2. DNS based load balancer: Here the DNS servers keep a check of the
health of the real servers and resolve the domain in such a way that the
client can connect to different servers in that cluster. This part was
explained in detail in the deployment at [scale](https://linkedin.github.io/school-of-sre/level102/networking/scale/#dns-based-load-balancing) section.
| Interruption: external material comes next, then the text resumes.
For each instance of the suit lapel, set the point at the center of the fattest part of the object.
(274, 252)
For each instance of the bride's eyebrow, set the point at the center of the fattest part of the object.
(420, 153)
3. IPVS based load balancing: This is another means, where an IPVS
server presents itself as the service endpoint to the clients. Upon
incoming request, the IPVS directs the request to the real servers. The
IPVS can be set up to do health for the real servers.
### NAT
Network Address Translation (NAT) will be required for hosts that need
to connect to destinations on the Internet, but don't want to expose
their configured NIC address. In this case, the address (of the internal
server) is translated to a public address by a firewall. Few examples of
this are proxy servers, mail servers, etc.
### QoS
Quality of Service is a means to provide, differentiate treatment to few packets
over others. These could provide priority in forwarding queues, or
bandwidth reservations. In the data centre scenario, depending upon the
bandwidth subscription ratio, the need for QoS varies,
1. 1:1 bandwidth subscription ratio: In this case, the server to ToR
connectivity (all servers in that cabinet) bandwidth should be
equivalent to the ToR to Spine switch connectivity. Similarly for the
upper layers as well. In this design, congestion on a link is not going
to happen, as enough bandwidth will always be available. In this case,
the only difference QoS can bring, it provides priority treatment for
certain packets in the forwarding queue. Note: Packet buffering happens,
when the packet moves between ports of different speeds, like 100Gbps,
10Gbps.
2. Oversubscribed network: In this case, not all layers maintain a
bandwidth subscription ratio, for example, the ToR uplink may be of
lower bandwidth, compared to ToR to Server bandwidth (This is sometimes
referred to as oversubscription ratio). In this case, there is a
possibility of congestion. Here QoS might be required, to give priority
as well as bandwidth reservation, for certain types of traffic flows.